Causality & Time

Causality

The search for a causal understanding of the world is at the heart of human cognition. It shapes learning throughout development and guides intelligent behaviour by allowing cognisers to predict outcomes, selectively gather information, attribute blame and credit, and imagine hypothetical and counterfactual situations. Causal reasoning is also central to the scientific method, underpinning how we, as scientists, design experiments, build and evaluate theories including the ones we use to describe and understand our own minds.

In this session, we will think about how to model the cognition involved in learning, representing and exploiting a causal model of the world.

Primary Readings

Everyone should read these and be prepared to discuss.

  • Gopnik, A., Glymour, C., Sobel, D. M., Schulz, L. E., Kushnir, T., & Danks, D. (2004). A theory of causal learning in children: causal maps and Bayes nets. Psychological review, 111(1), 3.

Time

“For all the points of the compass, there’s only one direction and time is its only measure.” (Stoppard, 1966)

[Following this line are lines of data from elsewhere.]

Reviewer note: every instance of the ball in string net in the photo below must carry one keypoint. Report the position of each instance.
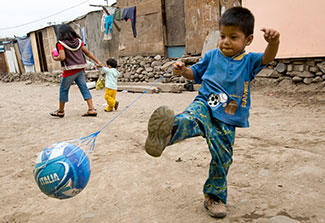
(62, 170)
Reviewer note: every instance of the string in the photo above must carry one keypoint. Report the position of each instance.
(136, 99)
(90, 139)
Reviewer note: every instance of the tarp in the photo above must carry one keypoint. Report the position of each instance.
(25, 48)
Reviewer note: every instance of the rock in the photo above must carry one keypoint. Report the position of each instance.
(300, 74)
(297, 79)
(281, 67)
(321, 66)
(317, 79)
(282, 219)
(266, 72)
(158, 57)
(308, 80)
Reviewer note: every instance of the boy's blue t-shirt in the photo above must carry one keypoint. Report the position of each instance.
(226, 84)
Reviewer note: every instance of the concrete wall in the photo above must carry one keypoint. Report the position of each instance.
(201, 18)
(300, 23)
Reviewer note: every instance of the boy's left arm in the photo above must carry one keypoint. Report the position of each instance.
(272, 37)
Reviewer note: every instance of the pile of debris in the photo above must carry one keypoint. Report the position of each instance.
(148, 69)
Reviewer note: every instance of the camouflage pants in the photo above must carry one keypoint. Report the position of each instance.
(197, 121)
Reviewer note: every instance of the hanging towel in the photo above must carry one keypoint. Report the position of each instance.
(83, 36)
(130, 13)
(108, 23)
(107, 36)
(118, 14)
(25, 48)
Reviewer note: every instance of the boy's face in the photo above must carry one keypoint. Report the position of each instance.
(233, 40)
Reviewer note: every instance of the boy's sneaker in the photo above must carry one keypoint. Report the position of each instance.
(159, 130)
(215, 207)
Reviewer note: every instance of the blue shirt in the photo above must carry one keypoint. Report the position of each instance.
(226, 84)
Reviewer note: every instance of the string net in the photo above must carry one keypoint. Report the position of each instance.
(87, 143)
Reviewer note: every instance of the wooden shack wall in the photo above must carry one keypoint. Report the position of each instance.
(150, 39)
(201, 17)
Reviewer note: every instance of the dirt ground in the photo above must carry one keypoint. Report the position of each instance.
(277, 174)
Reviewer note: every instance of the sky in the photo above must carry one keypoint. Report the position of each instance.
(20, 17)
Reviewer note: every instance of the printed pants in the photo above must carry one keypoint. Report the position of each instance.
(197, 121)
(109, 96)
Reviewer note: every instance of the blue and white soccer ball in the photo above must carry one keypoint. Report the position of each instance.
(62, 170)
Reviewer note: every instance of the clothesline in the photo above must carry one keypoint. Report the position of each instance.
(120, 14)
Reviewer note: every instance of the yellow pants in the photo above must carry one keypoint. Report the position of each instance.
(110, 96)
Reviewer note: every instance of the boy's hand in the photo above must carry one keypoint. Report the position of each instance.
(179, 68)
(271, 36)
(99, 64)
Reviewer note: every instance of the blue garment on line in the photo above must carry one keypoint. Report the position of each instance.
(130, 13)
(109, 23)
(25, 48)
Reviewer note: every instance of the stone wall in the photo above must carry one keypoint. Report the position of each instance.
(306, 71)
(147, 69)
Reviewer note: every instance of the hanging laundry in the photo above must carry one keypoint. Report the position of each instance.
(25, 48)
(130, 13)
(106, 36)
(118, 14)
(109, 23)
(83, 36)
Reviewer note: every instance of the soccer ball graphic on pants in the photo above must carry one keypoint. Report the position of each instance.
(62, 170)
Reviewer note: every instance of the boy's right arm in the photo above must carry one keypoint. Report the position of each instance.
(181, 69)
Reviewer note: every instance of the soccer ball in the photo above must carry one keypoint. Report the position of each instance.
(62, 170)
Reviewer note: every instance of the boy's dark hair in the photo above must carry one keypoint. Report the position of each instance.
(111, 62)
(239, 16)
(67, 33)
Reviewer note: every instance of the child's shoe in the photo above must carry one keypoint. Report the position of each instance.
(159, 130)
(215, 207)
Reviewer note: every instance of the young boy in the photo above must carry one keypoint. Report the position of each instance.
(222, 103)
(111, 75)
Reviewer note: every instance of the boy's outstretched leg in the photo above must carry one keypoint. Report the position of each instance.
(159, 130)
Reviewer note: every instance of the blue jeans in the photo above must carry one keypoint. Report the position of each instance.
(80, 80)
(220, 137)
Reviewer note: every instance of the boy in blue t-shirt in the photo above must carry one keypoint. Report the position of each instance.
(222, 103)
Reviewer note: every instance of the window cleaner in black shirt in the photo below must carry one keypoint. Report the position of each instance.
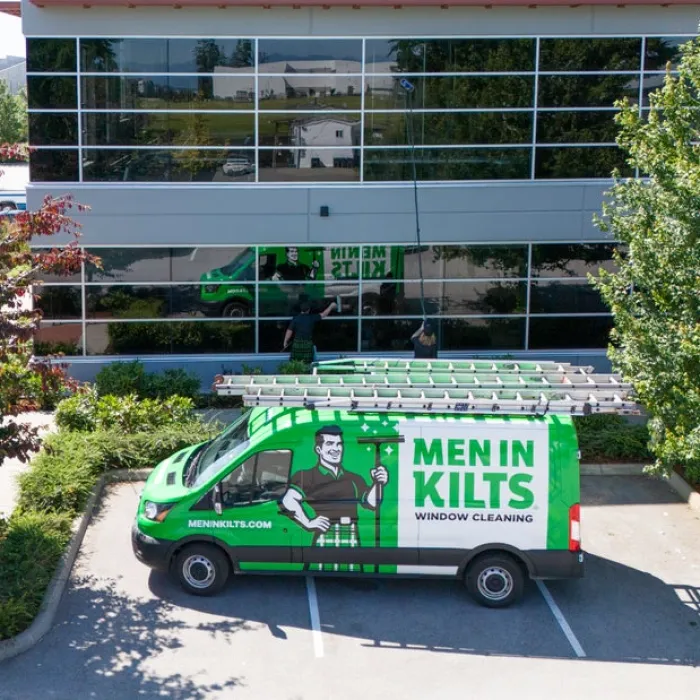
(300, 332)
(424, 342)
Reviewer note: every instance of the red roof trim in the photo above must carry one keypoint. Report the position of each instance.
(352, 3)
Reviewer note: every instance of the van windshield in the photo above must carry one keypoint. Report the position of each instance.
(219, 450)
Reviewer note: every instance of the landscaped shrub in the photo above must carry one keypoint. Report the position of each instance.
(610, 438)
(31, 545)
(125, 378)
(88, 411)
(65, 471)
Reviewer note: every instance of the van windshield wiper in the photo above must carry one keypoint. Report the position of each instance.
(191, 473)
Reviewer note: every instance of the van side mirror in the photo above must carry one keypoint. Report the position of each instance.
(218, 507)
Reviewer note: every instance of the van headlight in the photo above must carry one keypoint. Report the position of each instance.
(157, 511)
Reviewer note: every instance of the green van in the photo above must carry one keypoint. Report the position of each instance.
(487, 499)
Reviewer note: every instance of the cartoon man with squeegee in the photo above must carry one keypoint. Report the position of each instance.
(334, 495)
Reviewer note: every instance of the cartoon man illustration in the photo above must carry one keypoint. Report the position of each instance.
(292, 270)
(334, 495)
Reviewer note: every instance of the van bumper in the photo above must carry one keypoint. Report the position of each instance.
(557, 563)
(150, 550)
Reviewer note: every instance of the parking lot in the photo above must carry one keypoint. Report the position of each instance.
(630, 628)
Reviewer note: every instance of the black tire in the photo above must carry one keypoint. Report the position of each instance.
(202, 569)
(495, 580)
(234, 309)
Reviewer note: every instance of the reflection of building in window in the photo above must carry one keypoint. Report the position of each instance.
(325, 131)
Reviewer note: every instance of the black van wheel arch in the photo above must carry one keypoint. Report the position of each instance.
(201, 568)
(495, 579)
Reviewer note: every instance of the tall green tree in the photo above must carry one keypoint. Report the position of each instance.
(13, 116)
(655, 294)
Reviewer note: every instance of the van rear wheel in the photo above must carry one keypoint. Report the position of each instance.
(495, 580)
(202, 569)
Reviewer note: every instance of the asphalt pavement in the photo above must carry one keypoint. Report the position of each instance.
(629, 629)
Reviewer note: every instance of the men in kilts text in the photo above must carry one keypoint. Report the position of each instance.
(325, 498)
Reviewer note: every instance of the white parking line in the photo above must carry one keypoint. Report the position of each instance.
(575, 644)
(315, 617)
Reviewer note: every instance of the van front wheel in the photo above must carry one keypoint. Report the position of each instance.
(202, 569)
(495, 580)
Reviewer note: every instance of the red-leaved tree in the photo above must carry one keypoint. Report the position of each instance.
(25, 381)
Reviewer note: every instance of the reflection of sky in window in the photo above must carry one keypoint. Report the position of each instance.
(271, 50)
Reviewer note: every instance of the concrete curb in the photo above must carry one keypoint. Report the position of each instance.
(684, 490)
(44, 620)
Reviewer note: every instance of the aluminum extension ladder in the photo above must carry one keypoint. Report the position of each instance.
(462, 387)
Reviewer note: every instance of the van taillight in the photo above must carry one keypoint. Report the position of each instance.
(575, 528)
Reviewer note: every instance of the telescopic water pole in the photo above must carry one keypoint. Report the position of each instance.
(409, 89)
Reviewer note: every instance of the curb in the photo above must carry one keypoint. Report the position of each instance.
(632, 469)
(44, 619)
(684, 490)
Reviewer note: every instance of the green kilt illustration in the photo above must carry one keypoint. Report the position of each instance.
(325, 499)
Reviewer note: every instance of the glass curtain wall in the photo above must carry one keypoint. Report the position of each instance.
(239, 300)
(242, 110)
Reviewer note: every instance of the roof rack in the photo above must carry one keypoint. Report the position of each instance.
(383, 365)
(562, 389)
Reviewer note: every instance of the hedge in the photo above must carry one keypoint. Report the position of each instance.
(53, 492)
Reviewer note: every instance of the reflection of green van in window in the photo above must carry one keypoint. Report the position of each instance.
(289, 275)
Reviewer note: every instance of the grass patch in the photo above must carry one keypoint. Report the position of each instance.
(55, 490)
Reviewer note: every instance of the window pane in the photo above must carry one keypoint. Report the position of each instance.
(388, 335)
(53, 166)
(286, 299)
(570, 332)
(448, 128)
(165, 55)
(482, 334)
(185, 165)
(445, 92)
(309, 130)
(213, 301)
(168, 129)
(565, 296)
(165, 337)
(447, 298)
(59, 302)
(215, 265)
(478, 261)
(52, 338)
(579, 162)
(448, 164)
(575, 260)
(168, 92)
(659, 51)
(590, 54)
(449, 55)
(309, 165)
(324, 90)
(310, 55)
(330, 335)
(46, 129)
(576, 127)
(52, 93)
(586, 90)
(51, 55)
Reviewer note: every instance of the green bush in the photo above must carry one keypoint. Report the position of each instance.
(31, 545)
(63, 474)
(610, 438)
(125, 378)
(88, 411)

Unlike most computational systems, humans experience and must respond to their environment through time. One of the most basic forms of human and animal learning is to associate things that happen close together. Everyday activities like speech, music, dance demand precise time control, while imagination, mental simulation, and memory (“mental time travel”) seem to require encoding of (and ability to regenerate events) in the right temporal sequence. What then is the role of time in the various cognitive processes and representations we have been discussing throughout this course?

Primary Readings

Everyone should read these and be prepared to discuss.

  • Elman, J. L. (1990). Finding structure in time. Cognitive science, 14(2), 179-211.